JobBasedWorkflow

class dtaianomaly.workflow.JobBasedWorkflow(jobs: list[Job], metrics: Metric | list[Metric], thresholds: Thresholding | list[Thresholding] = None, n_jobs: int = 1, trace_memory: bool = False, anomaly_scores_path: str = None, error_log_path: str = './error_logs', fit_unsupervised_on_test_data: bool = False, fit_semi_supervised_on_test_data: bool = False, show_progress: bool = False)[source]

Run anomaly detection experiments.

Runs an experiment for each given Job. If an error occurs in any execution of an anomaly detector or loading of data, then the error will be written to an error file, which is an executable Python file to reproduce the error.

Parameters:

jobslist of Job: The jobs to execute within this workflow.
metricsMetric or list of Metric: The metrics to evaluate within this workflow.
thresholdsThresholding or list of Thresholding, default=None: The thresholds used for converting continuous anomaly scores to binary anomaly predictions. Each threshold will be combined with each BinaryMetric given via the metrics parameter. The thresholds do not apply on a ProbaMetric. If equals None or an empty list, then all the given metrics via the metrics argument must be of type ProbaMetric. Otherwise, a ValueError will be raised.
n_jobsint, default=1: Number of processes to run in parallel while evaluating all combinations.
trace_memorybool, default=False: Whether or not memory usage of each run is reported. While this might give additional insights into the models, their runtime will be higher due to additional internal bookkeeping.
anomaly_scores_pathstr, default=None: The path where the anomaly scores should be saved. If None, the anomaly scores will not be saved.
error_log_pathstr, default=’./error_logs’: The path in which the error logs should be saved.
fit_unsupervised_on_test_databool, default=False: Whether to fit the unsupervised anomaly detectors on the test data. If True, then the test data will be used to fit the detector and to evaluate the detector. This is no issue, since unsupervised detectors do not use labels and can deal with anomalies in the training data.
fit_semi_supervised_on_test_databool, default=False: Whether to fit the semi-supervised anomaly detectors on the test data. If True, then the test data will be used to fit the detector and to evaluate the detector. This is not really an issue, because it only breaks the assumption of semi-supervised methods of normal training data. However, these methods do not use the training labels themselves.
show_progressbool, default=False: Whether to show the progress using a TQDM progress bar or not.

Note

Ensure tqdm installed for this (which is not part of the core dependencies of dtaianomaly). Otherwise, no progress bar will be shown.

Examples

>>> from dtaianomaly.data import DemonstrationTimeSeriesLoader
>>> from dtaianomaly.anomaly_detection import MatrixProfileDetector, IsolationForest
>>> from dtaianomaly.evaluation import AreaUnderROC, AreaUnderPR
>>> from dtaianomaly.preprocessing import StandardScaler, MinMaxScaler
>>> from dtaianomaly.workflow import JobBasedWorkflow, Job
>>> workflow = JobBasedWorkflow(
...     jobs=[
...         Job(
...             dataloader=DemonstrationTimeSeriesLoader(),
...             detector=IsolationForest(15),
...         ),
...         Job(
...             dataloader=DemonstrationTimeSeriesLoader(),
...             preprocessor=StandardScaler(),
...             detector=IsolationForest(15),
...         ),
...         Job(
...             dataloader=DemonstrationTimeSeriesLoader(),
...             preprocessor=MinMaxScaler(),
...             detector=IsolationForest(15),
...         ),
...     ],
...     metrics=[AreaUnderROC(), AreaUnderPR()]
... )
>>> workflow.run()

jobs(iterable=(), /): alias of list[Job]
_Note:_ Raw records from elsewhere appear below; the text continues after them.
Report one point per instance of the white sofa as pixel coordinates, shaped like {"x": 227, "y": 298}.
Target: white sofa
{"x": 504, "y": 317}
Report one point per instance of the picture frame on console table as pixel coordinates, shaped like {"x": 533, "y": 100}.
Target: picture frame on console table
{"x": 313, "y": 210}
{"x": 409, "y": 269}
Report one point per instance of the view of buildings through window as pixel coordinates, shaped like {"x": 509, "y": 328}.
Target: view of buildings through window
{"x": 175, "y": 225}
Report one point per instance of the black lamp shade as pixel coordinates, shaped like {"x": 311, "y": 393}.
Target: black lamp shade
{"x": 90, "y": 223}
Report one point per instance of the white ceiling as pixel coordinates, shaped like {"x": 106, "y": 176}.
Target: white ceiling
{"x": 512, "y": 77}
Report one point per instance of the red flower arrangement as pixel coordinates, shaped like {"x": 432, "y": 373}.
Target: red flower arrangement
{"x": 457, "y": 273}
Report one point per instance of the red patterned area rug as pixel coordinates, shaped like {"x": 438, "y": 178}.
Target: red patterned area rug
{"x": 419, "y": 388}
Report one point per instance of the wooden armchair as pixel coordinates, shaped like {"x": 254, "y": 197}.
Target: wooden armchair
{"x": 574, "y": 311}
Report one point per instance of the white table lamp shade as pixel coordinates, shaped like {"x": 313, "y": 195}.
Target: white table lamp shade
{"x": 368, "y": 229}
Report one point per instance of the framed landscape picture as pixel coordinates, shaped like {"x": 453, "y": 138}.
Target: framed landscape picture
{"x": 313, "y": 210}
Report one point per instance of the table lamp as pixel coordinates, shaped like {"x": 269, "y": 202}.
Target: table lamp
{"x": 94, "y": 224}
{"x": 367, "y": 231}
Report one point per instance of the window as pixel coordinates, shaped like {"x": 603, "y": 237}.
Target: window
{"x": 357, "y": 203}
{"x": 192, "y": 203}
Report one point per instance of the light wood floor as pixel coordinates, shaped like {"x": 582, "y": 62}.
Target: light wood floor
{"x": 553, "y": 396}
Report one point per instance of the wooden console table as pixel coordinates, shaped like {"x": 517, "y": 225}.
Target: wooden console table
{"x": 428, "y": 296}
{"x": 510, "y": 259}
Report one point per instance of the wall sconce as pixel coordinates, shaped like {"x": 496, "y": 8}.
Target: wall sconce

run(**kwargs) → DataFrame[source]

Run the experimental workflow.

Evaluate each pipeline within this workflow on each dataset within this workflow in a grid-like manner.

Parameters:

**kwargs: Additional parameters to be passed to the fit method of the anomaly detector.

Returns:

pd.DataFrame: A pandas dataframe with the results of this workflow. Each row represents an execution of an anomaly detector on a given dataset with some preprocessing steps. The columns correspond to the different evaluation metrics, running time and potentially also the memory usage.